However, given your particular choice of complex numbers $1\pm \mathrm{i}$ it would be a pity to pass the occasion of noticing a remarkable property they exhibit and which enables us to give yet another description of the general sum you are studying. For simplicity let us write $\varepsilon=\frac{1+\mathrm{i}}{\sqrt{2}}$ and notice that: $$\varepsilon^2=\frac{1+\mathrm{i}^2+2\mathrm{i}}{2}=\mathrm{i},$$ which furthermore entails the relations $\varepsilon^4=-1$ respectively $\varepsilon^8=1$. In other words, $\varepsilon$ is a so-called primitive $8$-th root of unity.

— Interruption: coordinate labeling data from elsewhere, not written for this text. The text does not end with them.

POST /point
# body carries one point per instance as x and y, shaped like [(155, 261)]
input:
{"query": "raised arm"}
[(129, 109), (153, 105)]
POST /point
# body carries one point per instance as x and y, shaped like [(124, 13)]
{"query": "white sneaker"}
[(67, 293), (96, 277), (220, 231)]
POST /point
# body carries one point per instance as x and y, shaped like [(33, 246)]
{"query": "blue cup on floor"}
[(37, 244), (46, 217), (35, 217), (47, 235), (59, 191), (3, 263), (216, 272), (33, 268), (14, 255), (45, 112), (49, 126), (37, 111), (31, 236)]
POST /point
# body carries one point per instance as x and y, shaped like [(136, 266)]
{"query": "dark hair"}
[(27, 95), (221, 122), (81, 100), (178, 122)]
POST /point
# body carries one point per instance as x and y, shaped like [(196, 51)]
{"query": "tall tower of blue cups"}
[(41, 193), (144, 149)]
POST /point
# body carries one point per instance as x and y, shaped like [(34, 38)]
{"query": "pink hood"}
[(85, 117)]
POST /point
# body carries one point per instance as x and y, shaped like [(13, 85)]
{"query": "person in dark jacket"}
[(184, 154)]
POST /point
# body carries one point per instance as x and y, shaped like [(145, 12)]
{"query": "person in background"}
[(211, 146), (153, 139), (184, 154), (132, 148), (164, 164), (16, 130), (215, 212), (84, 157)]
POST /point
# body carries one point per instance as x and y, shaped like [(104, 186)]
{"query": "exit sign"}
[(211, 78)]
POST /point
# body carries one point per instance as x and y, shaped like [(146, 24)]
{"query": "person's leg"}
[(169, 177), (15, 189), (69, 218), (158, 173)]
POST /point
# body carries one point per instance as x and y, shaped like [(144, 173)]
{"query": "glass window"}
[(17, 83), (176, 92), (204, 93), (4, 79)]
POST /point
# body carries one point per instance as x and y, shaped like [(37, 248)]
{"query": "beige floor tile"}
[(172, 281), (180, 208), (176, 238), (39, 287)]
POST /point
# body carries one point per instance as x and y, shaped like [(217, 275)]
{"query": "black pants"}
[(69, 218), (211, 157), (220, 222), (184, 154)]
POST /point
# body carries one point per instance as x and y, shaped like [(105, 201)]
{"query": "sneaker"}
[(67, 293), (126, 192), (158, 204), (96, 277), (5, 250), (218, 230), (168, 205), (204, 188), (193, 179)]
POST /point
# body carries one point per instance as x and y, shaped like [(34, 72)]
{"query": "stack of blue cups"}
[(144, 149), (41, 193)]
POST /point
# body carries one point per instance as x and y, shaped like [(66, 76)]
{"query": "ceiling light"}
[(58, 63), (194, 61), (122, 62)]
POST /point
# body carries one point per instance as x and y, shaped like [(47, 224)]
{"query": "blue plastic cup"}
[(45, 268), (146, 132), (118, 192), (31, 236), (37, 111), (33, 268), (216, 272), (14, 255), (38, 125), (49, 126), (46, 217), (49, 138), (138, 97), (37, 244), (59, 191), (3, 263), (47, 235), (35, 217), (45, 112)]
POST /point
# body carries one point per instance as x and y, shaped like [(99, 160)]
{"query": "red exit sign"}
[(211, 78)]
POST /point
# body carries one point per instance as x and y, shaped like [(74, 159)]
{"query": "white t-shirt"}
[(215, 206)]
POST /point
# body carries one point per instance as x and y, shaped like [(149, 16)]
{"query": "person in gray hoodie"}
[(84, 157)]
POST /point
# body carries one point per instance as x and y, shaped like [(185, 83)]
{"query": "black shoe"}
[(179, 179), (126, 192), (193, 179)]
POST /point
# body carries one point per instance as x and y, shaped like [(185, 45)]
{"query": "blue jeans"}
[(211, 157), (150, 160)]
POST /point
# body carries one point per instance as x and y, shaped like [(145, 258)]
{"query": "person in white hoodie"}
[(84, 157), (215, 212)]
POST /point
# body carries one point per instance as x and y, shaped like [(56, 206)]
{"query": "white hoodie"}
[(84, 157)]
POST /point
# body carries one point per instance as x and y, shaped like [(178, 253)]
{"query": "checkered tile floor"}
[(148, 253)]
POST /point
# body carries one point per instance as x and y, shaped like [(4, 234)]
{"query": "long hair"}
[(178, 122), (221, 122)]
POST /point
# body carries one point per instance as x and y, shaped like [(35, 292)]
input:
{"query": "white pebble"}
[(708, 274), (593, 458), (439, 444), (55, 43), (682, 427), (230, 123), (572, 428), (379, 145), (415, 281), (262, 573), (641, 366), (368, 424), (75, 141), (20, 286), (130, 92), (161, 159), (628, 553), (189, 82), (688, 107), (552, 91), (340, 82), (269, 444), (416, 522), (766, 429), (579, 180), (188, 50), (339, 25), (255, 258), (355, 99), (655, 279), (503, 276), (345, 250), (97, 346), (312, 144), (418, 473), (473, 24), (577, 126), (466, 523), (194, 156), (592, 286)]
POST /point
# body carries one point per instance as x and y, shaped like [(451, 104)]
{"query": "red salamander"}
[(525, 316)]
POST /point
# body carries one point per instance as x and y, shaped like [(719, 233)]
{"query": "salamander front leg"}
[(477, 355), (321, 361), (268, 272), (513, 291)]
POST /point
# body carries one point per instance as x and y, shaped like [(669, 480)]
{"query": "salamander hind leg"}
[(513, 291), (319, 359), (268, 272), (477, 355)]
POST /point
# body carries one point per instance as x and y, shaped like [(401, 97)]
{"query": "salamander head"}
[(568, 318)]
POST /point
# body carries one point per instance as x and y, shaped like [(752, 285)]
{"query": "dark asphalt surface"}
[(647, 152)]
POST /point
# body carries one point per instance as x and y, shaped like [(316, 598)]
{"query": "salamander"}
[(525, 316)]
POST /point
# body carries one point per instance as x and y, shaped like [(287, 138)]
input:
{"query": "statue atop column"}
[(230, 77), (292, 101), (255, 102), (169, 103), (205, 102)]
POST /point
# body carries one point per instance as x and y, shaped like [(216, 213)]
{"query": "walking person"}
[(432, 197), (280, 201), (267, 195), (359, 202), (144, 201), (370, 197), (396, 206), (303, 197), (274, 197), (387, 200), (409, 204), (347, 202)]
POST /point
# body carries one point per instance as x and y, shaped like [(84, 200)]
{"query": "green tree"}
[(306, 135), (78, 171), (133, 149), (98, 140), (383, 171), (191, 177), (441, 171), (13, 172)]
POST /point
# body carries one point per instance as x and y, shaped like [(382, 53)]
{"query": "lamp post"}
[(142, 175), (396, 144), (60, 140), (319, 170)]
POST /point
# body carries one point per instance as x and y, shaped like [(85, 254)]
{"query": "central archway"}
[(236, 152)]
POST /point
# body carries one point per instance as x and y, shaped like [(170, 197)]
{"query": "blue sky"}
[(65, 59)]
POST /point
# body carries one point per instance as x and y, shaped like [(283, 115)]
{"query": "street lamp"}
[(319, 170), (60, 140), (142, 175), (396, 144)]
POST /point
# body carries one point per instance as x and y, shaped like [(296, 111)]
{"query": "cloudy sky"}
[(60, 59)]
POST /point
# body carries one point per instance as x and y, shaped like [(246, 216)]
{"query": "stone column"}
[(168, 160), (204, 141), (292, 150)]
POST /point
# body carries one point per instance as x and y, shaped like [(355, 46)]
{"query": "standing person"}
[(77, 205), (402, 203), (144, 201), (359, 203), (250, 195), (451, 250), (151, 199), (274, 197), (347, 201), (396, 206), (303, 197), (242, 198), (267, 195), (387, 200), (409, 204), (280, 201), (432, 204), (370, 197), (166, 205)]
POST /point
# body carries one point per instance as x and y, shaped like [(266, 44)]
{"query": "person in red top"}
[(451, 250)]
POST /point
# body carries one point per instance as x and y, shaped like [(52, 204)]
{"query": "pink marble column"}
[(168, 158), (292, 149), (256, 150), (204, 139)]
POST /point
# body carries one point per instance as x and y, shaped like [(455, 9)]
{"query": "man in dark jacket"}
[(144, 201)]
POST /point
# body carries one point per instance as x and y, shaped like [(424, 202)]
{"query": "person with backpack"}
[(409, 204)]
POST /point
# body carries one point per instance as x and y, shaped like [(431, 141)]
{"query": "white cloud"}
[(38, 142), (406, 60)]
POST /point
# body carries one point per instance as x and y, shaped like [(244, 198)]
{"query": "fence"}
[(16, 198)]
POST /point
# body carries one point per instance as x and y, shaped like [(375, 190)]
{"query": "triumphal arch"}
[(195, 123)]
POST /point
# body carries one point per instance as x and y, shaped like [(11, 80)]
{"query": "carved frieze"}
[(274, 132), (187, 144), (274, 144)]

With this in mind we infer that: $$\begin{align*} (1+\mathrm{i})^n+(1-\mathrm{i})^n &=\left(\sqrt{2}\varepsilon\right)^n+\left(\sqrt{2}\overline{\varepsilon}\right)^n\\ &=\sqrt{2}^n\left(\varepsilon^n+\frac{1}{\varepsilon^n}\right)\\ &=\sqrt{2}^n\frac{\varepsilon^{2n}+1}{\varepsilon^n}\\ &=\sqrt{2}^n\frac{\mathrm{i}^n+1}{\varepsilon^n}\\ &=\sqrt{2}^n\begin{cases} 2, &n \equiv 0 \pmod{8}\\ \sqrt{2}, &n \equiv 1, 7 \pmod{8}\\ 0, &n \equiv 2, 6 \pmod{8}\\ -\sqrt{2}, &n \equiv 3, 5 \pmod{8}\\ -2, &n \equiv 4 \pmod{8} \end{cases}\\ &=\begin{cases} 2^{\frac{n}{2}+1}, &n \equiv 0 \pmod{8}\\ 2^{\frac{n+1}{2}}, &n \equiv 1, 7 \pmod{8}\\ 0, &n \equiv 2, 6 \pmod{8}\\ -2^{\frac{n+1}{2}}, & n \equiv 3, 5 \pmod{8}\\ -2^{\frac{n}{2}+1}, & n \equiv 4 \pmod{8}, \end{cases} \end{align*}$$

relations from which you can in particular obtain an answer to the related question you posted separately on this forum.